2016 está siendo un año triste para el pop. Primero Bowie, después Prince y ahora el que muchos piensan que, caso de haberle dado a él el Nobel de literatura en lugar de a Dylan, no hubiese despertado tantas susceptibilidades. Los tres dejaron también su profunda huella en el cine, porque el arte total no podía ignorarlos si quería decir cosas que solo ellos sabían decir.

Leonard Cohen era algo parecido a lo que fue Miguel Ángel en el renacimiento pero en versión posmoderna. Empezó siendo poeta. Ganaba premios y tenía reconocimiento.

Pero después su voz saltó del papel a los escenarios y la magia empezó a funcionar. Cuando cantaba era imposible negar que lo que decía fuese cierto. Todo lo que surgía de sus cuerdas vocales quedaba magnéticamente investido de una autenticidad y de una melancolía a la que no te podías resistir.

Con él, el vals que se baila en las bodas dejó de ser uno de Strauss y pasó a ser aquel inolvidable Take this waltz tejido a cuatro manos entre él y nuestro Federico García Lorca, que ha sonado en tantas películas para hacerlas más hondas (algún filme, incluso, como Take this waltz (2011) se ha atrevido a tomarle el nombre prestado).

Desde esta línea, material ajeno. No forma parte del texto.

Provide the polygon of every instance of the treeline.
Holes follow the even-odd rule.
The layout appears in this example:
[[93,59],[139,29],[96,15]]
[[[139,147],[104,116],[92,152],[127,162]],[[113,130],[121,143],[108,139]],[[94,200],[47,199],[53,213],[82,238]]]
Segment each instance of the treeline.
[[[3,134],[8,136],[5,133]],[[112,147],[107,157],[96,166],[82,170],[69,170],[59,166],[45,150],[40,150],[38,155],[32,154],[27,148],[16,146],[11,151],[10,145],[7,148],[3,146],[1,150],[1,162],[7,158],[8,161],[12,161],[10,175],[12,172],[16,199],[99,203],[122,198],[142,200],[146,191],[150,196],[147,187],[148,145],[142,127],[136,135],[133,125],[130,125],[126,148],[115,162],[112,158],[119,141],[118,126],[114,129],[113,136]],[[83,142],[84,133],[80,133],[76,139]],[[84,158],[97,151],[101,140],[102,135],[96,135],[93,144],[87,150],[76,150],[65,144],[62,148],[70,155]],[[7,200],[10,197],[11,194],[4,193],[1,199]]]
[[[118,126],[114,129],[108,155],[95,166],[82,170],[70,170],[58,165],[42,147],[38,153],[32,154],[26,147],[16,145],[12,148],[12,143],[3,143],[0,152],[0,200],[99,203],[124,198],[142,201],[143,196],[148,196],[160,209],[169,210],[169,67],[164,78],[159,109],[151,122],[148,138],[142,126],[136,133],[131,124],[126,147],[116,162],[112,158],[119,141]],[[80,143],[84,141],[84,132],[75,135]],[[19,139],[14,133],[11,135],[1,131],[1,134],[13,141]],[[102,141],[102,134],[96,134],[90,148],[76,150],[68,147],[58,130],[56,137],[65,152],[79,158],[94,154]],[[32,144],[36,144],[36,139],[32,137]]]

El cine encontró en Cohen una mina que sonó en filmes de múltiples nacionalidades y estilos. Ambientó obras como La ley del más fuerte (1975) de Fassbinder; como Un día de boda (1978) de Altman; como la excesiva Rompiendo las olas (1996) del controvertido Lars Von Trier, donde sonaba, cómo no, “Suzanne”;…

Pero Cohen también entró en filmes mainstream como Dos pájaros a tiro (1990), que encontró espacio para su mítica Bird on a Wire; como la escalofriante Asesinos natos (1994) de Stone, en la que sonaba, entre otras, Waiting for a miracle; o como la prescindible Jóvenes prodigiosos (2000).

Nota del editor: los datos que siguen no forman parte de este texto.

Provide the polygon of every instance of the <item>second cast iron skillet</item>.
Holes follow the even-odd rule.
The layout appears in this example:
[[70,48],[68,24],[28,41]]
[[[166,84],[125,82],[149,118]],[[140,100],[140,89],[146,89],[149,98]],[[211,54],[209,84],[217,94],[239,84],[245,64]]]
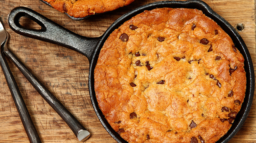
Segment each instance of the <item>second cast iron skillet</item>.
[[[109,35],[125,22],[145,10],[170,7],[197,8],[217,23],[231,37],[236,47],[245,58],[247,78],[246,91],[240,111],[227,134],[217,143],[226,143],[238,132],[244,123],[251,106],[254,91],[254,75],[251,58],[244,42],[237,32],[223,18],[214,11],[204,2],[198,0],[163,1],[148,4],[128,12],[115,22],[103,35],[97,38],[84,37],[73,32],[38,13],[27,8],[19,7],[13,9],[9,17],[9,26],[14,31],[27,37],[55,43],[82,54],[90,62],[89,88],[91,100],[97,116],[109,134],[119,143],[127,142],[121,138],[108,123],[99,108],[94,90],[94,71],[101,47]],[[29,29],[19,23],[20,18],[26,16],[40,25],[40,30]],[[221,130],[221,129],[220,129]]]

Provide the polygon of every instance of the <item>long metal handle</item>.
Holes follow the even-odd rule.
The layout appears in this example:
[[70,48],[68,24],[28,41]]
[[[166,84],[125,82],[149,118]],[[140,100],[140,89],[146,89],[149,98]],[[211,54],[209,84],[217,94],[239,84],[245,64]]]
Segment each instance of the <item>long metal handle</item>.
[[84,141],[88,138],[90,135],[90,133],[16,56],[7,48],[5,49],[4,52],[44,99],[67,123],[78,140]]
[[[6,40],[5,42],[7,41]],[[2,52],[0,52],[0,64],[2,69],[30,142],[33,143],[41,143],[40,138],[4,55]]]
[[[21,25],[20,19],[26,17],[40,25],[39,30]],[[17,7],[10,12],[8,17],[10,27],[16,33],[28,37],[61,45],[85,55],[91,61],[100,38],[79,35],[63,27],[30,8]]]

Todos aprendimos que Leonard Cohen es un atajo para hablar de lo recóndito de lo humano. True Detective (2014), una de las series más inquietantes de los últimos tiempos, escogió su música para introducirnos en ese lado oscuro de la humanidad del que el cantautor canadiense sabe mostrarnos su extraña belleza.

Pero la televisión no solo tiró de él excepcionalmente. Prueba de ello son The Americans (2013-), Transparent (2014), Sons of Anarchy (2008-2014), Homeland (2011-), House (2004-2012), etc., por hablar solo de algunas de las más recientes series que lo han necesitado para ponerse un aura de autoridad.

Para honrar su memoria recomiendo un documental de 2005 en el que se le homenajea, cuando alguien pensó que ya le quedaba poco. Su título es el de otro de sus inolvidables hits, esos que te golpean el pecho hasta dejarte sin respiración: I’m your man.

Lo último que recuerdo se comentó de él en los periódicos antes de su muerte fue aquel mensaje que le mandó a Marianne, una antigua amante noruega de los tiempos de la revolución hippie cuyo romance originó aquel otro clásico, So long, Marianne, cuando esta agonizaba por una leucemia terminal que se la llevó este pasado agosto.

Un mensaje sencillo impregnado de un sentido religioso que acompañó siempre al cantante en todo lo que hizo, casi rezaba: “Bien, Marianne, hemos llegado a este tiempo en que somos tan viejos que nuestros cuerpos se caen a pedazos; pienso que te seguiré muy pronto. Que sepas que estoy tan cerca de ti que, si extiendes tu mano, creo que podrás tocar la mía. Ya sabes que siempre te he amado por tu belleza y tu sabiduría pero no necesito extenderme sobre eso ya que tú lo sabes todo. Solo quiero desearte un buen viaje. Adiós, vieja amiga. Todo el amor, te veré por el camino.”

Como despedida no me sale un réquiem. Es mejor su Hallelujah, un magnífico instrumento actual para la nostalgia de absoluto en nuestras venas y darse cuenta de que el mundo es un misterio bueno. Lo dice así: “Hay un resplandor de luz/ en cada palabra./ No importa la que hayas oído./La sagrada o la rota. Aleluya”.